The ability to provision and deprovision user accounts fast is perhaps one of the biggest advantages of using an identity provider. If you were just using Salesforce and needed to bulk import 100 new employees, you could do that with the DataLoader tool that Salesforce supplies. However, that's a manual, potentially cumbersome, process.
Alternatively, you could leverage some of the APIs that Salesforce exposes to provide customers with a range of automation tasks, including user account management. But most IDaaS vendors have already integrated those APIs into their identity clouds. That means when you create new users in Active Directory they'll automatically be synced to your IDP, and from there, the IDP will make an API to create the new user account within the cloud application. Ultimately, you're using AD to control group-based access policy and to add and remove users allowed to access your cloud apps.
While IDaaS has many benefits, it can open up a number of compliance issues. Compliance mandates that deal with authentication and access control, such as PCI and Sarbanes-Oxley, will look closely at an IDaaS implementation, because for all intents and purposes, you're exposing critical applications (that is, Active Directory) to the Internet. An auditor will scrutinize password complexity policy, along with your ability to centrally manage and review logs. Log management and review is important, because it can provide early warnings of intruder attempts to access to your systems and employee misuse.

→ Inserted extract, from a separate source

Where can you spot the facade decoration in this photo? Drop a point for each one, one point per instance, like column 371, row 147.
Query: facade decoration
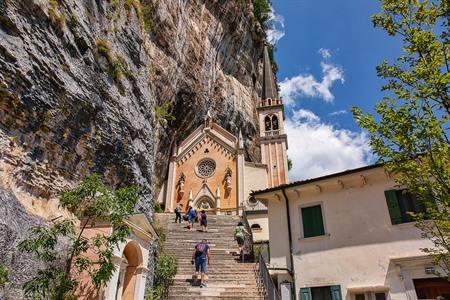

If you have an internal log management infrastructure (or even a cloud log management infrastructure), the vendor you select should be able to provide logs of user account activity. At the very least, there should be adequate logging features within the cloud identity platform itself that you can access.
Cloud applications are a normal part of the business applications and tools mix that employees need to do their jobs. Given the variety of options that IT has for managing user access to cloud services, there's no reason to leave identity and access management of business applications in users' hands. And as more IT shops make the transition to cloud apps with highly mobile workforces, IDaaS will become more widely accepted and deployed.